Now an example (silly) to clarify my doubts:

This is the structure:
main.py
importers/
__init__.py (empty)
importer1.py
config/
__init__.py (empty)
parameters.py

main.py
=======
from importers import importer1
print importer1.display()

importers/importer1.py
======================
from config import parameters
def display():
return '-' * parameters.counter

config/parameters.py
====================
counter = 5
All works fine when I run "python main.py", while I get an error
trying to run "python importers/importer1.py":

Traceback (most recent call last):
File "importers/importer1.py", line 1, in ?
from config import parameters
ImportError: No module named config

Can you explain why does that happen?
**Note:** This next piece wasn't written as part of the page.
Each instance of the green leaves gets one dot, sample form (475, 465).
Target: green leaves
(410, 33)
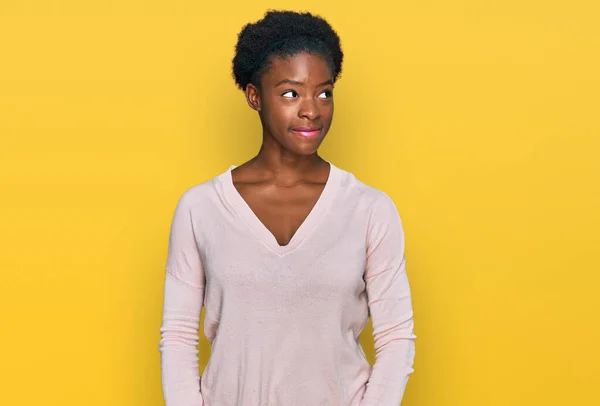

It prevents me to test
importer1.py alone.

TIA,
negroup


mainpackage/
main.py
importers/
__init__.py (empty)
importer1.py
config/
__init__.py (empty)
parameters.py

If this is the package structure and you run 'python main.py' from
mainpackage the config package is already in the search path. Therefore
importing config in subsequent modules succeeds.

If you run importer1.py on the level of importers config may not be in
the PYTHONPATH and the import fails.

Solution: reference config in the import statement so that the package
can be found.

from mainpackage.config import parameters

should be suffient if mainpackage is in the PYTHONPATH. But note that
you have to be consistent with your import statements because the
module will be cached in sys. modules using it's import path as key.
Doing both

from mainpackage.config import parameters

and

from config import parameters

in different modules leads to reimports and different modules. This may
cause trouble if you compare objects using class information because
the id's of the classes are different.